Background: Point-of-care ultrasonography (POCUS) enables cardiac imaging at the bedside and in communities but is limited by abbreviated protocols and variation in quality. We developed and tested artificial intelligence (AI) models to automate the detection of under-diagnosed cardiomyopathies from cardiac POCUS.
Methods: In a development set of 290,245 transthoracic echocardiographic videos across the Yale-New Haven Health System (YNHHS), we used augmentation approaches and a customized loss function weighted for view quality to derive a POCUS-adapted, multi-label, video-based convolutional neural network (CNN) that discriminates HCM (hypertrophic cardiomyopathy) and ATTR-CM (transthyretin amyloid cardiomyopathy) from controls without known disease.
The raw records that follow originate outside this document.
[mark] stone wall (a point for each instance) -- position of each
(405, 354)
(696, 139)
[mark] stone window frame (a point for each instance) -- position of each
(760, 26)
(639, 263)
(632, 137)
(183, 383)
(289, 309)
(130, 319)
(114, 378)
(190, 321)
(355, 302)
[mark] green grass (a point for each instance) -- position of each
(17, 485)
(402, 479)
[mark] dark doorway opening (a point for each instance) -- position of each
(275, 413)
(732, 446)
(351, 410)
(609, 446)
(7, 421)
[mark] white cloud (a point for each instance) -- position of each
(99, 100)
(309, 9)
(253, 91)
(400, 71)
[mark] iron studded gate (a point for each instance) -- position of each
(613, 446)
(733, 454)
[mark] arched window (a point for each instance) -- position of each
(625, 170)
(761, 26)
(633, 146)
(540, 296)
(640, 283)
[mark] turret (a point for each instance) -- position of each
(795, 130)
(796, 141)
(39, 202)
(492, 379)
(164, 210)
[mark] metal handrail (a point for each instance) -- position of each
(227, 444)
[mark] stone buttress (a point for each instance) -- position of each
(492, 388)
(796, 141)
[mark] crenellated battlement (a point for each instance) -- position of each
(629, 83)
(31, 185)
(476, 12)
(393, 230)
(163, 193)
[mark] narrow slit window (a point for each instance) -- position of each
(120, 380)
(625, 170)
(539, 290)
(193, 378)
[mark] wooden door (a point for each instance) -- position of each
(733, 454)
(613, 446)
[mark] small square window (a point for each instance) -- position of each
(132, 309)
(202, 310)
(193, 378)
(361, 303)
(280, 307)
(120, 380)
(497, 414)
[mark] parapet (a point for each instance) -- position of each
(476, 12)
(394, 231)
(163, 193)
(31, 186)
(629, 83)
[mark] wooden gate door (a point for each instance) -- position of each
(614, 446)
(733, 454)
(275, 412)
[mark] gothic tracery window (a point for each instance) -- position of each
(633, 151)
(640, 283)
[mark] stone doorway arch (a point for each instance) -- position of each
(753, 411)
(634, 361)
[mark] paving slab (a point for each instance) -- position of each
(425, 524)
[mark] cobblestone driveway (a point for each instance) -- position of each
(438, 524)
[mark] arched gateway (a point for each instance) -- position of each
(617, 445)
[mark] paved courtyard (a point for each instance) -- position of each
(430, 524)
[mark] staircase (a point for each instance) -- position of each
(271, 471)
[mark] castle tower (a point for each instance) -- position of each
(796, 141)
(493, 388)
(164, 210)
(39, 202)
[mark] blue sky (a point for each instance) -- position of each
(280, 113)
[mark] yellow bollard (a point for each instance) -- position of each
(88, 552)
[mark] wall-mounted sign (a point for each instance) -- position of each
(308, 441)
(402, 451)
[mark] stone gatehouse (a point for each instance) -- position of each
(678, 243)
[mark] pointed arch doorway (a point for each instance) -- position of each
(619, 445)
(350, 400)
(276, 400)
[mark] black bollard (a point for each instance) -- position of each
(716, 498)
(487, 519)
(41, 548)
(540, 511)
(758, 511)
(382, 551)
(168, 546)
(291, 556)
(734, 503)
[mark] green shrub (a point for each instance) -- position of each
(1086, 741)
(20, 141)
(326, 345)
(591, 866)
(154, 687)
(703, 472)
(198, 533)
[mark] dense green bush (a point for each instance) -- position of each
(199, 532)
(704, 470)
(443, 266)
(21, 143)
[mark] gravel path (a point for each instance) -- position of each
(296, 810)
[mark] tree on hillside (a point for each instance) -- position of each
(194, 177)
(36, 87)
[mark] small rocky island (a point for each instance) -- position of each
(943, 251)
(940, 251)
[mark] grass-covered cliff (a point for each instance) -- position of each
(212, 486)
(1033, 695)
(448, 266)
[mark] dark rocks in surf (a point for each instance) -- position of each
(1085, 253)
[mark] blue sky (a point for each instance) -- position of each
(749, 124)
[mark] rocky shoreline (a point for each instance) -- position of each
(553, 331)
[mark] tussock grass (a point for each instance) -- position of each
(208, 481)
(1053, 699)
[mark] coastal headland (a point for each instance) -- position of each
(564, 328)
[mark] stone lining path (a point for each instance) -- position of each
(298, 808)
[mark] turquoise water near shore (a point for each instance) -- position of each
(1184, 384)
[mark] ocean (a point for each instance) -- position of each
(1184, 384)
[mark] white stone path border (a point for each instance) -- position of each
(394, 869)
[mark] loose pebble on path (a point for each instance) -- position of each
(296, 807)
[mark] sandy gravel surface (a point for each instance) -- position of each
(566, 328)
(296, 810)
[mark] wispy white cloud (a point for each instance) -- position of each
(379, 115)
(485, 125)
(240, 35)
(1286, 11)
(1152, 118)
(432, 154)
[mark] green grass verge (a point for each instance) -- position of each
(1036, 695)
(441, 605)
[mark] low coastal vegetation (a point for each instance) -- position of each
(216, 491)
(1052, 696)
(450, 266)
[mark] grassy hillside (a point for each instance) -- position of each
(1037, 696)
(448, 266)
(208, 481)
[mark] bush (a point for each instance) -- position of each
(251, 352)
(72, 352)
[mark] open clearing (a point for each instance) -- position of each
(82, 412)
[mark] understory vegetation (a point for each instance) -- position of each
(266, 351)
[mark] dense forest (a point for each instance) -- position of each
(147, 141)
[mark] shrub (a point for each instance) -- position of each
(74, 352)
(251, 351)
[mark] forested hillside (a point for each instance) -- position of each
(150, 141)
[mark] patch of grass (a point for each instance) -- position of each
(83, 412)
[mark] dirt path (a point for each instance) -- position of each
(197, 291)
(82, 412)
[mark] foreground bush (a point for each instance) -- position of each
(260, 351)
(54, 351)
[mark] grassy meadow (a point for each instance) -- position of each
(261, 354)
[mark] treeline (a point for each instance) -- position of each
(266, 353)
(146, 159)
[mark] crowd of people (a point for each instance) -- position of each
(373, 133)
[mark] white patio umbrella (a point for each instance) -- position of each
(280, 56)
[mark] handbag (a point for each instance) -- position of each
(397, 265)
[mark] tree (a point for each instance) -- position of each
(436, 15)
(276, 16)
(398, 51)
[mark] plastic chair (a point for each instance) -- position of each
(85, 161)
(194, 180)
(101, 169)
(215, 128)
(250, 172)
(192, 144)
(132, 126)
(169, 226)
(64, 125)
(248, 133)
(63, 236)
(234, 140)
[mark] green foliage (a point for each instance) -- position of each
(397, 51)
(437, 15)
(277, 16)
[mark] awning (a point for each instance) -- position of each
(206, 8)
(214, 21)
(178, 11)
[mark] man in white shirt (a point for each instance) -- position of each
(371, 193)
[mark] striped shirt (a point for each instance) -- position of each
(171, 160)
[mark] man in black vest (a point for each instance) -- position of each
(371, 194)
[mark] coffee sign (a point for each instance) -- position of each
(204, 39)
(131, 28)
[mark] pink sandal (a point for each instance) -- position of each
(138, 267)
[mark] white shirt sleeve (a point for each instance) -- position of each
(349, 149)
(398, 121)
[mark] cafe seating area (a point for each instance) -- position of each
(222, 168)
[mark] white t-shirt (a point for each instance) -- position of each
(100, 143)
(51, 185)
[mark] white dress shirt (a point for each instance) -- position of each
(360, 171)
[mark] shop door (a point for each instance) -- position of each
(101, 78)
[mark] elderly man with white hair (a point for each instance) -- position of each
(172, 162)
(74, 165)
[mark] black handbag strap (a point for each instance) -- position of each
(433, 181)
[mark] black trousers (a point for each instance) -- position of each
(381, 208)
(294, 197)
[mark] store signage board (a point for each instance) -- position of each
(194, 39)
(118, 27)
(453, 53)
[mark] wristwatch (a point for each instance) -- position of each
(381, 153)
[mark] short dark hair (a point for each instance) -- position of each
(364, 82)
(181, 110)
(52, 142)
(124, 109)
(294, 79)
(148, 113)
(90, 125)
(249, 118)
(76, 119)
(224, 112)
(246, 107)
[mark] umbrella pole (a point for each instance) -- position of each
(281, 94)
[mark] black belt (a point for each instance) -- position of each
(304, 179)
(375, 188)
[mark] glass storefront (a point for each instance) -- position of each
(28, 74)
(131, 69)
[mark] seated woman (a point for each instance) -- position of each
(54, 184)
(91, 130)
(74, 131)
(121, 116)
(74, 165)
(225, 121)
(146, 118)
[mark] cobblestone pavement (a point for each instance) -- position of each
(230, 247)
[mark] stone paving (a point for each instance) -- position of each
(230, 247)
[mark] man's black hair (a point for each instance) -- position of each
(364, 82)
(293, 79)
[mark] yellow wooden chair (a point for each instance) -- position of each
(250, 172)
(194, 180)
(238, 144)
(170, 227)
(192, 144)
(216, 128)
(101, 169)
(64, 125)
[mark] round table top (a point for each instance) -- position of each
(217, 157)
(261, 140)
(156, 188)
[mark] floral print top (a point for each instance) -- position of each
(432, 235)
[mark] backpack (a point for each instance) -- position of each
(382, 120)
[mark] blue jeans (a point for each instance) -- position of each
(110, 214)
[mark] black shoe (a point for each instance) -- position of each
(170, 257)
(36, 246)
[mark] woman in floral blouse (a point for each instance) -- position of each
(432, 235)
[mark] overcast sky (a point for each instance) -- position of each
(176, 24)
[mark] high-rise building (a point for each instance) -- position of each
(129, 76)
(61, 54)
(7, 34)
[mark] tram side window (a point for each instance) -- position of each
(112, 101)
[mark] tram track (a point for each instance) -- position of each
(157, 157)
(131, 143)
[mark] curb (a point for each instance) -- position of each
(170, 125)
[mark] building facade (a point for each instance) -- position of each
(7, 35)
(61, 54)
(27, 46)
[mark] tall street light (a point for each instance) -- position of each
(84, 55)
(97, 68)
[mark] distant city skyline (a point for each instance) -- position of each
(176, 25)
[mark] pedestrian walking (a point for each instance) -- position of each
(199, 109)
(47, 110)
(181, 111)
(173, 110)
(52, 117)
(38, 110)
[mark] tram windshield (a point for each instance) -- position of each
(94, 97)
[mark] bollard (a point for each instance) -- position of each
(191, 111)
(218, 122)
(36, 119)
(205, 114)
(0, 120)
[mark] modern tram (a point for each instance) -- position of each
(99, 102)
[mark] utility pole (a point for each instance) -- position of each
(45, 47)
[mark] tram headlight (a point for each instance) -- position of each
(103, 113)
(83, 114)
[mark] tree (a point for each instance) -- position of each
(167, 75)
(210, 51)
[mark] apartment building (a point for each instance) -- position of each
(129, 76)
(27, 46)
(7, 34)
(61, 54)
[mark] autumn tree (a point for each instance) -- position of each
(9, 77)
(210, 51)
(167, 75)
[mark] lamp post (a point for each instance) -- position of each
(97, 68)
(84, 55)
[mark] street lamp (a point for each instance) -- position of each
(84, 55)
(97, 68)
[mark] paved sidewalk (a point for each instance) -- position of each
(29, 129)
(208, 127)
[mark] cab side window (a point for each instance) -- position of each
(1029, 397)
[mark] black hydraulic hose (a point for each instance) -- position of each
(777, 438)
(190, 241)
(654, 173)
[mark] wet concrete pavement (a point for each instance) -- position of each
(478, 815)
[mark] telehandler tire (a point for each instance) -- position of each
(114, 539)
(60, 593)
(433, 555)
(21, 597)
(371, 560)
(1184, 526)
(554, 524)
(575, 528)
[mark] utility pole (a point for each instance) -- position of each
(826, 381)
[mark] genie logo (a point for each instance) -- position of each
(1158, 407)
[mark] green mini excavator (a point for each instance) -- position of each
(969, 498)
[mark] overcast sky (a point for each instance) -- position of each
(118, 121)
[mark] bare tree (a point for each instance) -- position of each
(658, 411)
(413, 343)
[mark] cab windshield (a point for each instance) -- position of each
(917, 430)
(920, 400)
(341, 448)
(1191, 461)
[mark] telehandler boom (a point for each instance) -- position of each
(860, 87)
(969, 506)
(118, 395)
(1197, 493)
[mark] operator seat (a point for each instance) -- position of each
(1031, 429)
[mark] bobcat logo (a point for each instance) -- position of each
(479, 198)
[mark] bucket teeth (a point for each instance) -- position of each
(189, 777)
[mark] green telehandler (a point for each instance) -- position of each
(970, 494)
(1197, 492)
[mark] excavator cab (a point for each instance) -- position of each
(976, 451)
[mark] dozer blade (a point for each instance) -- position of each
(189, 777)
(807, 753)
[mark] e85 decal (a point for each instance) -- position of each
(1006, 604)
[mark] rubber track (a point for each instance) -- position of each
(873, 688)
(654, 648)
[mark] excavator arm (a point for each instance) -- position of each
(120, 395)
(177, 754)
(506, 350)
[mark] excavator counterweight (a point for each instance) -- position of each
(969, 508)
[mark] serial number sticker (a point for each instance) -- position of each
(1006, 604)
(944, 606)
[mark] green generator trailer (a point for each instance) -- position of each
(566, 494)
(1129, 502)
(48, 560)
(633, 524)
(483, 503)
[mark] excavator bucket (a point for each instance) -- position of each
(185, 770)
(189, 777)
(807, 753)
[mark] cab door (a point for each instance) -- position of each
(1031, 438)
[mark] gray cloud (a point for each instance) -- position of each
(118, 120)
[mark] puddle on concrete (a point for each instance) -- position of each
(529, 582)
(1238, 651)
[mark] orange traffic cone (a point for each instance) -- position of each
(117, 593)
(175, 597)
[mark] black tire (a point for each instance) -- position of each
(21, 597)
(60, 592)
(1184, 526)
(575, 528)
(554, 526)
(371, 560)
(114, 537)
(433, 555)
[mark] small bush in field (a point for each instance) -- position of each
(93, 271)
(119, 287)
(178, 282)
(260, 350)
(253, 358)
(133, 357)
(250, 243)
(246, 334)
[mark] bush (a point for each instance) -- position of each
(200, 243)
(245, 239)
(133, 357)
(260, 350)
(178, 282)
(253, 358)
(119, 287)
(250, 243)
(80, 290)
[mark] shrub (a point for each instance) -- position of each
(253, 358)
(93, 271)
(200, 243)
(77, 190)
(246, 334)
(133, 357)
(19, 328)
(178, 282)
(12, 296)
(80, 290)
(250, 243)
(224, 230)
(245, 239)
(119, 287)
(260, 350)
We evaluated the final model across independent, internal and external, retrospective cohorts of individuals who underwent cardiac POCUS across YNHHS and Mount Sinai Health System (MSHS) emergency departments (EDs) (2011-2024) to prioritize key views and validate the diagnostic and prognostic performance of single-view screening protocols.
Findings: We identified 33,127 patients (median age 61 [IQR: 45-75] years, n=17,276 [52.2%] female) at YNHHS and 5,624 (57 [IQR: 39-71] years, n=1,953 [34.7%] female) at MSHS with 78,054 and 13,796 eligible cardiac POCUS videos, respectively. An AI-enabled single-view screening approach successfully discriminated HCM (AUROC of 0.90 [YNHHS] & 0.89 [MSHS]) and ATTR-CM (YNHHS: AUROC of 0.92 [YNHHS] & 0.99 [MSHS]). In YNHHS, 40 (58.0%) HCM and 23 (47.9%) ATTR-CM cases had a positive screen at median of 2.1 [IQR: 0.9-4.5] and 1.9 [IQR: 1.0-3.4] years before clinical diagnosis. Moreover, among 24,448 participants without known cardiomyopathy followed over 2.2 [IQR: 1.1-5.8] years, AI-POCUS probabilities in the highest (vs lowest) quintile for HCM and ATTR-CM conferred a 15% (adj.HR 1.15 [95%CI: 1.02-1.29]) and 39% (adj.HR 1.39 [95%CI: 1.22-1.59]) higher age- and sex-adjusted mortality risk, respectively.
Interpretation: We developed and validated an AI framework that enables scalable, opportunistic screening of treatable cardiomyopathies wherever POCUS is used.